Thierry Frémaux, son délégué général, nous le précise : « En cas d’annulation, une conversion au numérique ne saurait être actuellement envisageable car les producteurs et auteurs eux-mêmes ne l’accepteraient sans doute pas. Le sens n’y serait pas : un festival comme Cannes est précisément un lieu où on se retrouve physiquement dans une salle avec les artistes, les professionnels et la critique. Wimbledon [la compétition de tennis], qui vient d’être annulé, ne peut pas se jouer dans des courts privés, match par match. »
A cet égard, Visions du réel, festival sis à Nyon, en Suisse, offre un exemple diamétralement opposé. Encore plus directement menacé que Cannes en raison de sa date (il devait se tenir du 17 avril au 2 mai), cette manifestation, l’une des plus importantes dans le domaine du documentaire, a très rapidement décidé de jouer la carte du numérique.

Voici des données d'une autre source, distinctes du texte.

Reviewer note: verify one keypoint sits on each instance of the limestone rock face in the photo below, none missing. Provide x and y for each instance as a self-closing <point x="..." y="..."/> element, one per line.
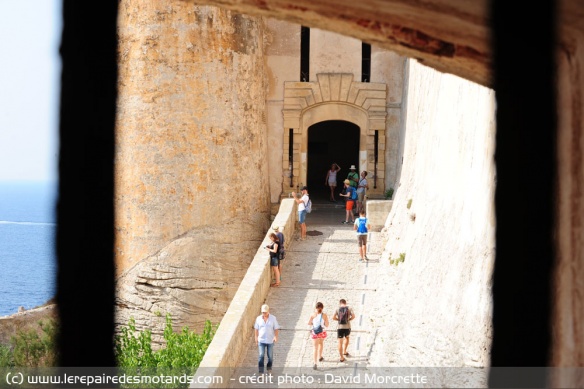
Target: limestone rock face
<point x="437" y="305"/>
<point x="191" y="186"/>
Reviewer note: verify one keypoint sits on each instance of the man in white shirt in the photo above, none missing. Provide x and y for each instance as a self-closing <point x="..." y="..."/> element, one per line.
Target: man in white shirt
<point x="361" y="192"/>
<point x="266" y="329"/>
<point x="302" y="201"/>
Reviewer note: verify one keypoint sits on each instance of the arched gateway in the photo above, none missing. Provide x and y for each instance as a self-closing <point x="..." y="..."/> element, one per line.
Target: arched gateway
<point x="334" y="97"/>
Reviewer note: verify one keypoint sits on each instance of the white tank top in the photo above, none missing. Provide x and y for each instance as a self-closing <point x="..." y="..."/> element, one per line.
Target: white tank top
<point x="332" y="176"/>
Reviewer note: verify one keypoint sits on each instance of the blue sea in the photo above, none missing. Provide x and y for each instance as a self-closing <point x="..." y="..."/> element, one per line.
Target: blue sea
<point x="27" y="244"/>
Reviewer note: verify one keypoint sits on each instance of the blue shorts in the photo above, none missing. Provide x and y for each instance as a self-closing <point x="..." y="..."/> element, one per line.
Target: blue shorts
<point x="301" y="216"/>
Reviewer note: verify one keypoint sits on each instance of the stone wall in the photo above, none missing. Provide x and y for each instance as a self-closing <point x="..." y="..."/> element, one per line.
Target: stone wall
<point x="192" y="199"/>
<point x="436" y="309"/>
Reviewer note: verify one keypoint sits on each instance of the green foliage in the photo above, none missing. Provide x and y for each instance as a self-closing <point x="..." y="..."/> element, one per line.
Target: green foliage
<point x="6" y="358"/>
<point x="29" y="349"/>
<point x="397" y="261"/>
<point x="182" y="353"/>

Sa déléguée artistique, Emilie Bujès, s’en explique : « Nous avons estimé, eu égard à la détresse qui s’est emparée du milieu et à l’embouteillage qui sera fatal au moment du déconfinement pour les nombreux films en attente, que nous devions jouer notre rôle en montrant ces films coûte que coûte. Nous saisissons ce moment comme un challenge et une opportunité de toucher plus de gens de par le monde, aussi bien pour les films que pour le marché. »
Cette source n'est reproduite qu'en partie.